後始末
うぅ、最後です……。(泣)
あの歓迎パーティーが終ってから早くも数日が過ぎました。
「?どうしたんだ、ボーっとして。」
ボケッと書類を見ていた私にエディーが不思議そうに聞いてきました。
「あぁ、いえ。何だか時が過ぎるのは早いなぁと思いまして。」
「そうだなぁ。あのあと後始末に駆け回って忙しかったからなぁ。」
しみじみと疲労の滲んだ顔で思い返すエディーに私も少し苦笑いをしました。
私がぶちキレたあの後、この大陸にある国のトップが集まり大陸会議が開かれました。
議題はお察しの通り私に歯向かったブルーファルケ帝国の王太子と王女をどうするか、ひいてはブルーファルケ帝国をどうするかという内容です。
トップ…まぁ各国の国王や女王などですが…は私の意見を最優先にしてくださり、結論はパーティーで宣言した通りになりました。
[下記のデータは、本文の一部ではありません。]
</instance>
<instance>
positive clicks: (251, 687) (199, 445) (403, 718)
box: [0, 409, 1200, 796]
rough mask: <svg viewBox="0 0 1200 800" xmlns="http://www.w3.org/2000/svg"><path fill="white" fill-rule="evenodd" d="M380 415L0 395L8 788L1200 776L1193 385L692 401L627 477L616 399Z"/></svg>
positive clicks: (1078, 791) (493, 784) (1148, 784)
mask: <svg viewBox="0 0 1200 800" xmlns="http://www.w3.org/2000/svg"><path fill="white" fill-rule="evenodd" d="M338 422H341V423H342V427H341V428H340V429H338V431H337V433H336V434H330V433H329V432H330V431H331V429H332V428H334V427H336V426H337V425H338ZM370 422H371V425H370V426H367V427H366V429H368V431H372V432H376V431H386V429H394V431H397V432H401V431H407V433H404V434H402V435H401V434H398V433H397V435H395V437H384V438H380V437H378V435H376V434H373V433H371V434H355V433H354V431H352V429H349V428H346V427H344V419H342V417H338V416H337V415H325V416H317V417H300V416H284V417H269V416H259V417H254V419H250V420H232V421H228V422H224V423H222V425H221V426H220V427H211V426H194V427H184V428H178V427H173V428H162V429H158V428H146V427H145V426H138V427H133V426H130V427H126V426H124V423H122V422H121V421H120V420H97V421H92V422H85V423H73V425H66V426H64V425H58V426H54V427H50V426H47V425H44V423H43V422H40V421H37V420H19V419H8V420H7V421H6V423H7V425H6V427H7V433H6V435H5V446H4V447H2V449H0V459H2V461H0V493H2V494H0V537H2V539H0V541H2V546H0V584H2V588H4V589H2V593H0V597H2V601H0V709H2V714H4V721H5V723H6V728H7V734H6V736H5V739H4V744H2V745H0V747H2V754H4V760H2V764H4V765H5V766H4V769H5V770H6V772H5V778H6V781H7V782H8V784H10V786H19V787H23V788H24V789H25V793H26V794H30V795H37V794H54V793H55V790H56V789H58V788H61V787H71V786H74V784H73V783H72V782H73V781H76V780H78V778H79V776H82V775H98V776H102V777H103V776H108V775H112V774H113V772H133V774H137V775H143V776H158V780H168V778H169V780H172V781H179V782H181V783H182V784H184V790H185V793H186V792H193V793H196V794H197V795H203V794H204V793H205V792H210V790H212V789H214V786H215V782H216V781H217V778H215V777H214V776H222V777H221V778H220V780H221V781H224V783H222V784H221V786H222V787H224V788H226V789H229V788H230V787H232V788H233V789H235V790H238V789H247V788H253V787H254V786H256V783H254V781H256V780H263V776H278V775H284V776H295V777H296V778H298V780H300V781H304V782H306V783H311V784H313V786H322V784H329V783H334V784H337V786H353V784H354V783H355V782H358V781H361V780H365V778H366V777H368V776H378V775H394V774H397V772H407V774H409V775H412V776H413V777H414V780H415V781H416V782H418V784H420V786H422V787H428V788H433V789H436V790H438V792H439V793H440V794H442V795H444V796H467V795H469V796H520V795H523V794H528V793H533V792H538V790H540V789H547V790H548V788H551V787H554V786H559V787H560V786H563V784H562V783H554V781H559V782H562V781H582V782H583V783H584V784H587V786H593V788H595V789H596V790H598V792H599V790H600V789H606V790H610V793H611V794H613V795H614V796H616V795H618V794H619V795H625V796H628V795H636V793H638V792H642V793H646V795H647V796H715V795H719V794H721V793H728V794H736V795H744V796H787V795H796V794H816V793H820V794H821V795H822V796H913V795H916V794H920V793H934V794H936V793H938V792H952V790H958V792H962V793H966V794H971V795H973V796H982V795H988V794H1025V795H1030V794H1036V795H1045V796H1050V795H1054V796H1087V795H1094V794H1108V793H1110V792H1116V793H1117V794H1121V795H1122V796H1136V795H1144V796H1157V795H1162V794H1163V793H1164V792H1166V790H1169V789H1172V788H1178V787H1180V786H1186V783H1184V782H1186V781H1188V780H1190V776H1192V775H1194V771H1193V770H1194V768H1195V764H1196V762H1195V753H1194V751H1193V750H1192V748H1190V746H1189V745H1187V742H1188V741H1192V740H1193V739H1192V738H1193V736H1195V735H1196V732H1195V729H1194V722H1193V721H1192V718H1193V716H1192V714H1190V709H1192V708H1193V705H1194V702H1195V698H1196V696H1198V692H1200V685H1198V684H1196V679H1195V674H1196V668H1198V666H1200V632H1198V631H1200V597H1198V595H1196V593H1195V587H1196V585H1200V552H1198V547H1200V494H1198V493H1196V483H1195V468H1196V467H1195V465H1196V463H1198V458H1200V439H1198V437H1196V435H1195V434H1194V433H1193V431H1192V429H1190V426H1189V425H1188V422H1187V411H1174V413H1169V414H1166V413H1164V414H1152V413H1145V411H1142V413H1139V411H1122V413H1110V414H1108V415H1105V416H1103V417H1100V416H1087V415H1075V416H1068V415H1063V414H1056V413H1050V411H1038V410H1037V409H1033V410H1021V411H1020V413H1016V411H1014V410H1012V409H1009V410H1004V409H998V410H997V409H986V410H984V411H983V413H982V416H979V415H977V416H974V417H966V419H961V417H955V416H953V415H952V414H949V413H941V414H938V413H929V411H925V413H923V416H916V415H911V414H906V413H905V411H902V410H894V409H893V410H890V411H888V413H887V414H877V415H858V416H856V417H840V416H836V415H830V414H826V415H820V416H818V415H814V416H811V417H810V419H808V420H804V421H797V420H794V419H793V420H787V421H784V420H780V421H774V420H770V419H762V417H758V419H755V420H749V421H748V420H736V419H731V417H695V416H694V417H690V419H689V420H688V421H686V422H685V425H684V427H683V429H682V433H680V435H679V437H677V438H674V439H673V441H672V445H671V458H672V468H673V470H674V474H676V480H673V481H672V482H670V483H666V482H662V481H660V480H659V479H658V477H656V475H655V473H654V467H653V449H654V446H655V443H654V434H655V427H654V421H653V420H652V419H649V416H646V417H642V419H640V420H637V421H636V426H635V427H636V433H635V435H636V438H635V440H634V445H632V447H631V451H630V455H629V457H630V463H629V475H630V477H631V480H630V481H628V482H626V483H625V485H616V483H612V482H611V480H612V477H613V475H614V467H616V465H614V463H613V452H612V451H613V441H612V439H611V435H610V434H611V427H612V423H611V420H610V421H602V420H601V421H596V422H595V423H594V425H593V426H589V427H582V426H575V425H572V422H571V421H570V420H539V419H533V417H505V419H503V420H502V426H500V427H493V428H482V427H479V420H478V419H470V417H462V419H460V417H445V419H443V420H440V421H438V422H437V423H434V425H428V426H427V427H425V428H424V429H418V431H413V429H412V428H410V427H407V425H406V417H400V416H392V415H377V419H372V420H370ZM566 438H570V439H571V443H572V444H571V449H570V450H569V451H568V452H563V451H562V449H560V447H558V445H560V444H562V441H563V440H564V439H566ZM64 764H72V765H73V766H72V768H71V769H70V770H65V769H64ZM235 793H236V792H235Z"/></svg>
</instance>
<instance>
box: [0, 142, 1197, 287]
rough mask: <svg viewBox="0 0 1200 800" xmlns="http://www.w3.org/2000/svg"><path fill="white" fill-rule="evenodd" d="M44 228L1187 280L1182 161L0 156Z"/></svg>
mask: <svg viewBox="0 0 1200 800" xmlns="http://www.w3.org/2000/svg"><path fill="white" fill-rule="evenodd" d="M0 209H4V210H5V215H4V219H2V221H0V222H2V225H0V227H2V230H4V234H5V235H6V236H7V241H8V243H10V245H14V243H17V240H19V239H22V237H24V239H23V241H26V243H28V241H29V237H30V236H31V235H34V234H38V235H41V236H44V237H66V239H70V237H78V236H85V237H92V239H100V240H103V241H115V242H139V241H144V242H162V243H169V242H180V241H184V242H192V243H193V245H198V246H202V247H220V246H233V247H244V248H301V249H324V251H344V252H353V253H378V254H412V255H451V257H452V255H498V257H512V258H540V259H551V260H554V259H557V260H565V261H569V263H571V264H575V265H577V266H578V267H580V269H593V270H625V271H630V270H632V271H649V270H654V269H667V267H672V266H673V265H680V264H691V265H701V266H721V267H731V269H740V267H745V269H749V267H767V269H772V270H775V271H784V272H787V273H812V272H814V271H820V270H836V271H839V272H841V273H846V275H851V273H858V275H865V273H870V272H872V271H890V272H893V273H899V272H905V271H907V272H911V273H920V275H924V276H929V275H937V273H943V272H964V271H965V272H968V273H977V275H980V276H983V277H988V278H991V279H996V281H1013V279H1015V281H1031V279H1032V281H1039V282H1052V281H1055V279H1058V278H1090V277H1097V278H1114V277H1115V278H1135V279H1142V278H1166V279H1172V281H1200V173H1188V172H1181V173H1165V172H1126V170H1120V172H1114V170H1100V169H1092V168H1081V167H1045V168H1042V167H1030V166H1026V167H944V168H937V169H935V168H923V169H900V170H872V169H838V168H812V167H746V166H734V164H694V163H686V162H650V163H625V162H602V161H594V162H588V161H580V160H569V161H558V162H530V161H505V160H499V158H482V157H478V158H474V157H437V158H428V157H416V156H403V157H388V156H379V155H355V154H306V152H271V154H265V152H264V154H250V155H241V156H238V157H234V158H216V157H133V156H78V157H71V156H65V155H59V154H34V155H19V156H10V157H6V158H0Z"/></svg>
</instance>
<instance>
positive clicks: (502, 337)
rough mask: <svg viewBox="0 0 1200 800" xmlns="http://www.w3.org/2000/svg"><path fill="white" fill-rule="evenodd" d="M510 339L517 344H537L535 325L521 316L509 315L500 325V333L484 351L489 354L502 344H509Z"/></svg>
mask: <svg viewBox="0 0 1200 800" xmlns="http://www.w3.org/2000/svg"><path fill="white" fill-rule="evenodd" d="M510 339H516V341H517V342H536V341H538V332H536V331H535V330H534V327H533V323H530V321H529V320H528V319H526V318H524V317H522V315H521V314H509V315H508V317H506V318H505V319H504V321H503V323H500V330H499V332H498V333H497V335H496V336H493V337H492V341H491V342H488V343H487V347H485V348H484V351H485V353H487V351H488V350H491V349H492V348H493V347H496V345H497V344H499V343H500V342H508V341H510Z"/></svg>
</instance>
ってことで、ブルーファルケ帝国は取り潰し、私にバカなこといった王太子と王女は自害。
「エディー、私、やり過ぎてしまったかしら。」
……理由がどうあれ、私のせいで人が二人も死んでしまったことにかわりはない。
ちらりと書類から目線を写し私を見たエディーはふぅっとひとつ息を吐いた。
「いや、やり過ぎてはいないと思うぞ。サフィーは知らなかったようだがあの二人、自国では本当に好き勝手やっていたらしいからな。諜報部隊の報告によれば、王太子は少し美しい女性を見れば拷問し殺すことに快感を得ていたそうだし、王女なんかもっとひどくて気にくわない侍女を男に襲わせて殺したり、王太子同様に綺麗な顔の男を殺したり、見つかった遺体はバラバラで誰が誰だか分からないほどだったそうだ。」
サァーっと血の気が引いていく思いがした。
「……拷問……殺す?」
あまりの衝撃に言葉を繰り返すことしかできなくなってしまった。
「あぁ。だからサフィーが気にする必要はない。ブルーファルケの民も最近は王族に失望し反乱が起きていたようだし、この機会に国を新しくできることを嬉しく思っているんじゃないか?」
この機会……というのは実はブルーファルケ帝国は取り潰しとなってしまったが原因は民には全く関係のないことであるからして国を新しく建て直すこととなったのだ。
新しい王には民の信頼もあり、何よりまともな常識を持った人であったブルーファルケの宰相がなった。
宰相は国王に大陸の常識を知ってくれとか戦争はやめた方が良いとか進言していたが国王はそれを無視するばかりで最終的には謀反の罪で牢に繋がれていた。
各国の兵が攻め、ブルーファルケ帝国は呆気なく終わった。
「サフィーは悪くない。その証拠にブルーファルケの民は……あ、もうブルーファルケではないけれど…感謝しているじゃないか。」
「はい……。」
そこまで言われてもやっぱりモヤモヤするのはきっと……
『サフィー!!』
『サフィー♪』
きっとこの子たちのせいだ…!!!
うぅ、さっきからこの子たちけっこう真面目な会話してるのにクルクルクルクル、飛んでは私の前で変顔したり笑いそうなんだもん(怒)!!
「もう!!」
『ふへへ!!』
『だってサフィーさっきからこんな顔してるよ~!』
そういった妖精たちは眉間にグッと力を入れて目を手でつり上げて見せた。
「む~!真面目な話してるんだよ~!!」
『そんなのおもしろくないよう、それよりあそぼー?』
『あそぼー?あそぼー?』
わくわくと私を見てくる妖精たち。
「ははは、少し遊んでおいでよ、サフィー。」
「えぇぇ!?エディーまでそんなこと言って!!」
「良いじゃないか、息抜きも必要だぞ?」
「ぅ、エディーがそういうのなら…。」
私としては非常に不服ではあるがやはり久しぶりに妖精たちと庭を駆け回るのはとても魅力的なお誘いであった。
結局その日はエディーが迎えに来るまで妖精たちと庭を駆け回り、レイドから王太子妃が何やってるんだ?とお仕置きに全身くすぐりの刑を受けました。……笑いすぎて腹筋死にました。